Simon Icard, Né en 1975. Chercheur au Laboratoire d’études sur les monothéismes. Il a publié Port-Royal et saint Bernard de Clairvaux. Saint-Cyran, Jansénius, Arnauld, Pascal, Nicole, Angélique de Saint-Jean, Paris, H. Champion, 2010.

[1] La numérotation des Pensées correspond à l’édition Sellier (Bordas, classiques Garnier, Paris, 1991) ; suivent les numérotation des éditions Lafuma (l’intégrale, Seuil, 1963) et Brunschvicq.

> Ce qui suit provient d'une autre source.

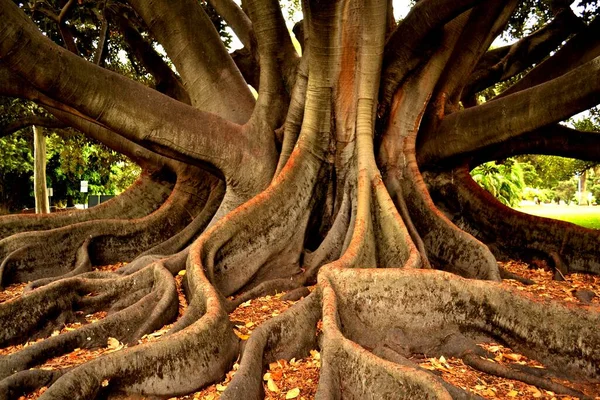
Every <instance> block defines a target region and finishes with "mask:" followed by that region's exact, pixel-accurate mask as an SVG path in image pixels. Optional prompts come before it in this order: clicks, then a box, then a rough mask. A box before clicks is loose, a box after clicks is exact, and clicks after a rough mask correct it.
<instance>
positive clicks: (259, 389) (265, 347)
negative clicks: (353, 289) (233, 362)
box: [221, 294, 320, 400]
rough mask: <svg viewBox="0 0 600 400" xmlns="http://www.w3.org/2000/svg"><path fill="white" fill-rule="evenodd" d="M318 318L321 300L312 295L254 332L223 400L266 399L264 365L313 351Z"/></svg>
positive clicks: (297, 357) (314, 341)
mask: <svg viewBox="0 0 600 400" xmlns="http://www.w3.org/2000/svg"><path fill="white" fill-rule="evenodd" d="M319 316H320V313H319V298H318V295H317V294H312V295H311V296H309V297H307V298H306V299H304V300H302V301H300V302H298V303H297V304H295V305H294V306H293V307H291V308H290V309H288V310H286V311H285V312H284V313H283V314H281V315H280V316H278V317H275V318H273V319H271V320H269V321H267V322H265V323H264V324H262V325H261V326H259V327H258V328H257V329H256V330H254V332H253V333H252V335H251V336H250V339H248V341H247V342H246V345H245V346H244V352H243V355H242V359H241V361H240V366H239V368H238V370H237V372H236V374H235V376H234V377H233V379H232V381H231V383H230V384H229V385H228V386H227V390H226V391H225V392H224V393H223V395H222V396H221V398H222V399H241V398H244V399H257V400H258V399H263V398H264V392H263V385H262V375H263V371H264V368H263V366H264V365H266V364H268V363H270V362H274V361H276V360H279V359H286V360H289V359H291V358H294V357H295V358H300V357H303V356H305V355H306V354H308V351H309V350H310V349H314V348H315V347H316V340H317V335H316V328H317V321H318V319H319Z"/></svg>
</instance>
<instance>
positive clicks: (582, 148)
mask: <svg viewBox="0 0 600 400" xmlns="http://www.w3.org/2000/svg"><path fill="white" fill-rule="evenodd" d="M598 149H600V133H598V132H587V131H580V130H577V129H572V128H568V127H566V126H564V125H560V124H553V125H548V126H545V127H543V128H540V129H536V130H534V131H532V132H528V133H525V134H523V135H521V136H518V137H515V138H512V139H509V140H507V141H504V142H502V143H497V144H494V145H492V146H488V147H485V148H483V149H481V151H478V152H476V153H475V154H473V160H472V161H471V162H470V165H471V166H475V165H479V164H482V163H484V162H487V161H492V160H502V159H505V158H508V157H512V156H516V155H521V154H545V155H553V156H560V157H568V158H576V159H579V160H585V161H598V162H600V152H598Z"/></svg>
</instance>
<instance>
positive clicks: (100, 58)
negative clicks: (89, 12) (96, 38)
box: [92, 15, 108, 66]
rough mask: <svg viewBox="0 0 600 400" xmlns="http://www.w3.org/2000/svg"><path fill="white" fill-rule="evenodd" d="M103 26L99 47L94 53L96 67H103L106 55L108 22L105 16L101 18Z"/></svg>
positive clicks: (100, 37)
mask: <svg viewBox="0 0 600 400" xmlns="http://www.w3.org/2000/svg"><path fill="white" fill-rule="evenodd" d="M101 20H102V26H100V34H99V35H98V47H97V48H96V51H95V52H94V58H93V59H92V62H93V63H94V64H96V65H100V66H102V60H103V59H104V54H105V53H106V51H105V50H106V42H107V40H108V21H107V20H106V17H104V15H102V16H101Z"/></svg>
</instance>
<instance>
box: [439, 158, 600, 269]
mask: <svg viewBox="0 0 600 400" xmlns="http://www.w3.org/2000/svg"><path fill="white" fill-rule="evenodd" d="M429 177H430V179H428V183H429V182H430V186H431V190H432V193H434V196H435V199H436V201H437V202H438V203H439V204H440V206H441V207H443V209H444V210H445V211H446V212H447V213H448V215H449V216H450V217H451V218H452V219H453V220H454V221H455V222H456V223H457V224H458V226H460V227H461V228H463V229H465V230H467V231H468V232H471V233H472V234H473V235H475V236H476V237H478V238H480V240H482V241H483V242H485V243H487V244H488V245H489V246H490V248H492V249H494V251H495V252H497V254H498V255H499V256H504V257H506V256H508V257H510V258H515V259H524V260H528V259H531V258H533V257H538V258H539V257H541V258H545V259H546V260H548V261H549V263H550V265H552V266H554V267H555V268H556V269H557V270H559V271H560V272H562V273H563V274H566V273H568V272H587V273H593V274H600V253H599V250H598V241H599V240H600V231H597V230H594V229H586V228H583V227H580V226H577V225H574V224H571V223H568V222H563V221H557V220H552V219H548V218H542V217H537V216H533V215H528V214H524V213H521V212H519V211H516V210H513V209H511V208H509V207H507V206H505V205H503V204H501V203H500V202H499V201H498V200H496V199H495V198H494V196H492V195H491V194H490V193H488V192H487V191H485V190H484V189H482V188H481V187H480V186H479V185H478V184H477V183H476V182H475V181H473V179H472V178H471V176H470V174H469V171H468V170H467V168H465V167H461V168H458V169H456V170H454V171H452V172H446V173H439V174H435V175H434V174H430V175H429Z"/></svg>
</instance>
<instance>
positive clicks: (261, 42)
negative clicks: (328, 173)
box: [246, 0, 299, 130]
mask: <svg viewBox="0 0 600 400" xmlns="http://www.w3.org/2000/svg"><path fill="white" fill-rule="evenodd" d="M246 6H247V7H248V12H249V15H250V18H251V19H252V21H253V23H254V30H255V33H256V38H257V40H258V54H259V57H260V96H259V99H258V103H257V105H256V108H255V112H254V115H256V116H257V117H258V118H259V119H261V120H264V121H266V122H267V125H268V126H269V127H270V128H271V129H272V130H274V129H275V128H278V127H279V126H281V124H283V121H284V119H285V114H286V112H287V106H288V103H289V93H291V91H292V87H293V83H294V80H295V74H296V70H297V65H298V60H299V58H298V54H297V53H296V50H295V49H294V46H293V45H292V40H291V38H290V35H289V33H288V30H287V27H286V25H285V21H284V19H283V15H282V14H281V8H280V6H279V1H278V0H266V1H259V0H248V1H247V3H246ZM290 75H292V76H293V78H292V77H290Z"/></svg>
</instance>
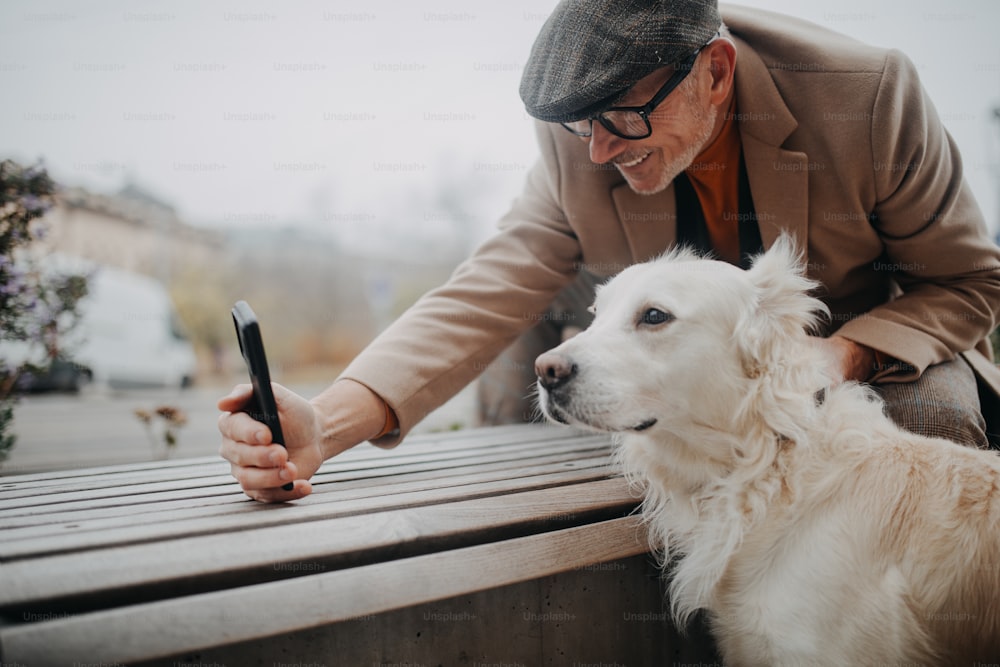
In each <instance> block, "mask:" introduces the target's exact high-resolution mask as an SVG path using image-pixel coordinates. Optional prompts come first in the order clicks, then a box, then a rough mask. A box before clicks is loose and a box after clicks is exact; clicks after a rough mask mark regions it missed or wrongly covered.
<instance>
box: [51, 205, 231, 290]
mask: <svg viewBox="0 0 1000 667" xmlns="http://www.w3.org/2000/svg"><path fill="white" fill-rule="evenodd" d="M56 201H57V203H56V206H55V207H54V208H53V209H52V210H51V211H49V213H48V214H47V215H46V216H45V218H44V224H46V226H47V229H46V245H47V246H48V247H49V248H50V249H51V250H52V251H54V252H57V253H60V254H65V255H71V256H75V257H82V258H85V259H88V260H91V261H94V262H97V263H99V264H104V265H108V266H114V267H118V268H121V269H125V270H127V271H133V272H135V273H142V274H145V275H148V276H152V277H153V278H156V279H158V280H159V281H160V282H161V283H163V284H164V285H169V284H170V282H171V278H172V275H173V274H174V273H175V272H176V271H177V269H178V267H180V266H190V265H192V264H194V265H199V264H200V265H208V264H210V263H211V262H212V261H213V260H217V259H218V258H219V256H220V254H221V253H222V251H223V248H224V238H223V236H222V235H221V234H219V233H218V232H215V231H213V230H209V229H200V228H197V227H192V226H190V225H188V224H186V223H184V222H183V221H182V220H181V219H180V218H179V217H178V216H177V213H176V211H175V210H174V208H173V207H171V206H170V205H168V204H166V203H164V202H162V201H159V200H158V199H156V198H155V197H153V196H152V195H150V194H149V193H147V192H144V191H143V190H141V189H139V188H138V187H136V186H134V185H128V186H126V187H125V188H123V189H122V190H121V191H120V192H118V193H117V194H113V195H105V194H95V193H93V192H88V191H87V190H83V189H81V188H70V189H67V190H64V191H62V192H60V193H59V195H58V196H57V199H56Z"/></svg>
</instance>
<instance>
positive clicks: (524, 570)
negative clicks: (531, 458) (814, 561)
mask: <svg viewBox="0 0 1000 667" xmlns="http://www.w3.org/2000/svg"><path fill="white" fill-rule="evenodd" d="M644 551H645V540H644V538H643V537H642V536H641V534H639V532H638V529H637V526H636V523H635V521H634V520H633V519H631V518H626V519H618V520H613V521H606V522H602V523H598V524H594V525H588V526H580V527H576V528H571V529H567V530H563V531H558V532H557V533H547V534H544V535H533V536H529V537H523V538H517V539H511V540H505V541H502V542H498V543H494V544H484V545H479V546H474V547H468V548H464V549H456V550H453V551H445V552H442V553H437V554H432V555H425V556H419V557H414V558H410V559H405V560H400V561H393V562H389V563H381V564H376V565H370V566H364V567H358V568H353V569H350V570H345V571H339V572H330V573H323V574H316V575H312V576H306V577H300V578H297V579H292V580H287V581H281V582H272V583H267V584H259V585H256V586H247V587H243V588H239V589H233V590H226V591H220V592H215V593H208V594H202V595H195V596H190V597H185V598H180V599H176V600H170V601H163V602H158V603H153V604H142V605H135V606H129V607H125V608H120V609H113V610H108V611H101V612H95V613H90V614H83V615H79V616H72V617H69V618H62V619H55V620H52V621H46V622H38V623H30V624H26V625H20V626H14V627H8V628H3V629H0V645H2V646H3V659H4V660H5V661H7V662H15V663H22V664H25V665H59V664H65V665H70V664H73V663H74V662H79V661H80V659H81V656H86V660H87V662H94V663H101V662H104V663H128V662H135V661H139V660H143V659H151V658H158V657H169V656H172V655H178V654H181V653H187V652H193V651H198V650H202V649H206V648H209V647H212V646H219V645H225V644H229V643H234V642H239V641H243V640H247V639H252V638H255V637H268V636H275V635H279V634H284V633H289V632H294V631H296V630H302V629H306V628H311V627H317V626H321V625H325V624H329V623H334V622H337V621H342V620H347V619H351V618H357V617H358V616H364V615H368V614H378V613H381V612H384V611H390V610H394V609H401V608H403V607H408V606H412V605H416V604H421V603H424V602H430V601H434V600H442V599H445V598H449V597H454V596H457V595H462V594H466V593H470V592H475V591H480V590H485V589H488V588H494V587H498V586H503V585H507V584H512V583H517V582H520V581H527V580H530V579H537V578H540V577H544V576H548V575H551V574H556V573H559V572H565V571H568V570H571V569H574V568H581V567H586V566H588V565H592V564H595V563H601V562H607V561H610V560H615V559H619V558H624V557H628V556H631V555H636V554H640V553H643V552H644Z"/></svg>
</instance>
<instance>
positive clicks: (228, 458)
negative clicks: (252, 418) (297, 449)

[2] Dans la tradition biblique, patristique et mystique, le “cœur” n’est pas seulement le siège des sentiments, mais ce qu’il y a de plus intime en l’homme, où se noue la rencontre avec Dieu. Que l’acte de Foi engage notre “cœur” ne veut pas dire qu’il est une simple effusion sentimentale ; c’est tout l’être de l’homme - liberté, volonté, raison, corps, sentiments- qui est en jeu. De plus, notons que si l’on touche la raison par des arguments, on rend “Dieu sensible au cœur” par une parole qui n’obéit pas aux seules lois rationnelles, car “le cœur a ses raisons que la raison ne connaît point” (Pascal, Pensées, fr.680- 425-604). Pour persuader, l’apologiste doit s’adresser à l’entendement et à la volonté, c’est-à-dire “convaincre et agréer” (Pascal, De l’esprit géométrique, l’Intégrale, Seuil, 1963) : le genre apologétique ne peut faire l’économie d’une rhétorique au service de la grâce (cf. article de Christophe Bourgeois).

[3] Le terme de “mystère” ne désigne pas quelque chose que la raison ne peut atteindre, mais ce qui en Dieu nous est donné à contempler, et donc à penser.

[4] Au chapitre II du Proslogion (Œuvres complètes, tome 1, édition du Cerf, 1986, traduction par le père Corbin s.j.), saint Anselme de Cantorbery remonte de l’essence de Dieu à son existence. Son raisonnement est le suivant. Tout homme, même incroyant, a dans son intelligence l’idée de “quelque chose dont rien de plus grand ne peut être pensé”. “Mais certainement cela dont plus grand ne peut être pensé ne peut pas être dans la seule intelligence. En effet, s’il est au moins dans la seule intelligence, qu’il soit aussi dans la réalité peut être pensé ce qui est plus grand. Alors, si cela dont plus grand ne peut être pensé est dans la seule intelligence, cela même dont plus grand ne peut être pensé est cela dont plus grand peut être pensé. Mais certainement, ceci ne peut être. Quelque chose dont plus grand ne peut être pensé existe donc, sans le moindre doute, et dans l’intelligence et dans la réalité.” Cette preuve de l’existence de Dieu a connu un immense succès, mais il fut critiqué par des théologiens, comme saint Thomas d’Aquin qui reproche à saint Anselme de partir d’un nom divin sans en faire une critique au préalable, et par des philosophes, comme Kant. La question de savoir si l’argument de saint Anselme a une valeur purement apologétique, au bien s’il est destiné à une méditation sur Dieu par un croyant reste problématique, même si la seconde solution semble la plus pertinente.

[5] Dans la Somme Théologique, saint Thomas d’Aquin, reprenant un appareil conceptuel aristotélicien, propose cinq voies pour remonter jusqu’à l’existence de Dieu. La plus célèbre est celle qui consiste à partir du mouvement pour remonter à l’idée d’un premier moteur non mû.

[6] L’action, version de 1893, réédition aux presses universitaires de France, collection Quadrige, 1993.

[7] Le fidéisme consiste à croire sans tenir compte de la raison.